Lynda Bryant-Comstock, Director, HHS Government Relations, GlaxoSmithKline, says the proposed rule provides a five percent bonus to ACOs that include a federally qualified health center or a rural health center, both of which are 340B eligible entities in their networks. "We are concerned that without specific guidance there may be an attempt to require all patients enrolled in the ACO to fill prescriptions in an outpatient pharmacy of a 340B entity, which would subvert the intention of the program," she states. "Furthermore, absent such guidance, there is the possibility that ACOs may change their treatment protocols in a way that would move a patient from an inpatient setting to an outpatient setting in order to have access to 340B pricing discounts."
Another ACO issue that will touch hospital pharmacies is electronic health records (EHRs). The CMS proposed rule requires at least 50 percent of an ACO’s primary care physicians be meaningful EHR users by the start of the second performance year, and that ACOs have a mechanism in place to electronically exchange summary of care information when patients transition to another provider or setting of care. The CMS has already established a meaningful use (MU) definition as required by the Health Information Technology for Economic and Clinical Health Act (HITECH), part of the American Recovery and Reinvestment Act of 2009. Physicians and hospitals who meet the meaningful use standard will be eligible for incentive payments in calendar 2011.

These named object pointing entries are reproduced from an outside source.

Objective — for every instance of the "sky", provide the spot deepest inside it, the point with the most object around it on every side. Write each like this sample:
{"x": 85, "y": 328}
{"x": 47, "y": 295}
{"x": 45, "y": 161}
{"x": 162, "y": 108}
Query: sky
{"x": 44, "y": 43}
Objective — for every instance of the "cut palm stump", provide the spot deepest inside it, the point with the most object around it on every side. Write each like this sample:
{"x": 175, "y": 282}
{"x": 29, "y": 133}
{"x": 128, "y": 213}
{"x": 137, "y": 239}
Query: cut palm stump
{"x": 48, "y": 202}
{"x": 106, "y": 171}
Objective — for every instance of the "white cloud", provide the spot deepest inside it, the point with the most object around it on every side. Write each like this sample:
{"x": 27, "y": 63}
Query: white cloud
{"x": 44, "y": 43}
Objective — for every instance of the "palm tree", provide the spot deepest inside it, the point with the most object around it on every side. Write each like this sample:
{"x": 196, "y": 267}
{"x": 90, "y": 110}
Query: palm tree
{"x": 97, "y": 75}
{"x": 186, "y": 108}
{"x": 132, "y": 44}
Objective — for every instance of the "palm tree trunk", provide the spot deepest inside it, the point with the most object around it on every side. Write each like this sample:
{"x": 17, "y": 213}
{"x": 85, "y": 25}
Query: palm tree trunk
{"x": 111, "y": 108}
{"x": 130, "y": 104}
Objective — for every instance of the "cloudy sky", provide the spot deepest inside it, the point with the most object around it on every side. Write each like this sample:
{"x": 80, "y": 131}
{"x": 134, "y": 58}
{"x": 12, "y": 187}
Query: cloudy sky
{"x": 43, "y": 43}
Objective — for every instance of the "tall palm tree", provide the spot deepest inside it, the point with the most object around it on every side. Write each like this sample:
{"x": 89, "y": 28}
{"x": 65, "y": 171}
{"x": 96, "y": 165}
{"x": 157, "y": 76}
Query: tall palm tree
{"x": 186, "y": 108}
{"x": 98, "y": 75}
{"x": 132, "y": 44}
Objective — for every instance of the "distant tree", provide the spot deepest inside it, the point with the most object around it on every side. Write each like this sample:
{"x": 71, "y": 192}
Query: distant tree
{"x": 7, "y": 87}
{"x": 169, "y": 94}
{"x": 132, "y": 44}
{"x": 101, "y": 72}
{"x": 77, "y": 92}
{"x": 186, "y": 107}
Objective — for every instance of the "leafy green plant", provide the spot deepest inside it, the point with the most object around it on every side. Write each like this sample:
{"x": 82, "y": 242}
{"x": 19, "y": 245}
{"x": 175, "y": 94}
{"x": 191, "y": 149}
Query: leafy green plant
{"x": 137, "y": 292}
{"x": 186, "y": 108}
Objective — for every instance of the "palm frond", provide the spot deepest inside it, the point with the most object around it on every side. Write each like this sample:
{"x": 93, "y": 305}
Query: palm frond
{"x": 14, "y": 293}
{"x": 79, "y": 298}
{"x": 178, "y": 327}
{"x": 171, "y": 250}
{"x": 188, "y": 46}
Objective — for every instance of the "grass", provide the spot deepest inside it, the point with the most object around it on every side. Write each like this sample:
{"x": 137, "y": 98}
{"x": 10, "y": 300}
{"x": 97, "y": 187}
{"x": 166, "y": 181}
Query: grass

The MU requirements touch on many services that in-patient pharmacists are involved in. But the actual technical specifications are not robust enough to account for pharmacist intervention. Specifically, the MU standard addresses only electronic prescribing and does not incorporate pharmacy quality measures approved by the Pharmacy Quality Alliance (PQA). An example would be medication reconciliation. The MU standard does not square with the more expansive definition supported by members of the Pharmacy e-Health Information Technology Collaborative, the Joint Commission, and the Agency for Healthcare Research and Quality.
The gold standard EHR, in the view of pharmacy groups, would include the Pharmacist/Pharmacy Provider EHR (PP-EHR) functional profile. The PP-EHR was developed by a joint Health Level Seven (HL7) and National Council for Prescription Drug Programs (NCPDP) work group and has been approved through the balloting process of both groups. But the PP-EHR has not been blessed by either an HHS-designated certification organization--there are three of these--nor has it been incorporated into EHR software. So in essence the CMS cannot require docs and hospitals to use this more pharmacy-rich EHR, at least not yet.
Shelly Spiro, RPh, Director, Pharmacy e-Health Information Technology Collaborative, says she hopes the HL7 Pharmacists EHR functional profile (PP-EHR) obtains ANSI accreditation this fall. But many of the pharmacy management software vendors who would be expected to include the Pharmacist EHR profile functionality in their systems are focused on HIPAA 2 (NCPDP D.0), the new requirements that pharmacy software vendors must comply with starting January 1, 2012. Moreover, she adds ruefully, "The system vendors have no incentive to incorporate Pharmacist EHR functionality into their software."
ACOs do have an incentive to incorporate pharmacists into their coordinated care model. That is true. But whether pharmacists have much of an incentive to make ACOs work, that is a totally different question.